Grete Dalum
‘Until it burst the Hearts’
Emily Dickinson poem no. 567
My artistic project seeks to create a visual poetics with roots in equal parts language and images. The text creates images (collages) and the images create text (systems, references, repetitions). In a study of how we store and structure knowledge and emotions, I have visited beekeepers and listened to their insights into the bees' systems and structures.
I would try to create a perfect Buckminster Fuller pavilion of images and thoughts from the archive of emotions, in the spirit of the bees, but with mathematical precision. But systems are collapsing. The beauty of bee architecture is that they adapt and transform their storage systems as soon as they come outside the hive.

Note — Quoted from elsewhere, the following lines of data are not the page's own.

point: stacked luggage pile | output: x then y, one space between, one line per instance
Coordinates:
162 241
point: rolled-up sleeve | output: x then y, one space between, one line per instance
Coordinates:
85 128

When the queen dies, the systems collapse, but the bees build a new queen and the systems regenerate. Human systems are collapsing, emotionally, knowledge is collapsing and our basic understanding of what is going on around us and in us is collapsing. We regenerate and build new systems. They are similar to the old ones, but they are built on a new foundation.
Hearts burst, the sublime, the catastrophic, small things, a name, a step, a leaf, a branch, a wave washing over a rock. Knowledge is fleeting. Being is fleeting. The cyanotypes are a point, a document of the ephemeral. Extended (slightly). I have an archive of moments. Some of them I have used to create the cyanotypes. By taking the photograph back to a trace of an emotion, a trace of a being, I hope to take it away from the data point, from the industrial and back to the temporary, to the longing, after presence.
The cyanotypes are a direct imprint of the sun, of the attention, what the sun shines on, what we look at, what we focus is burnt onto the retina and creates images, structures, poetics, they are there, the systems, the images; here they are.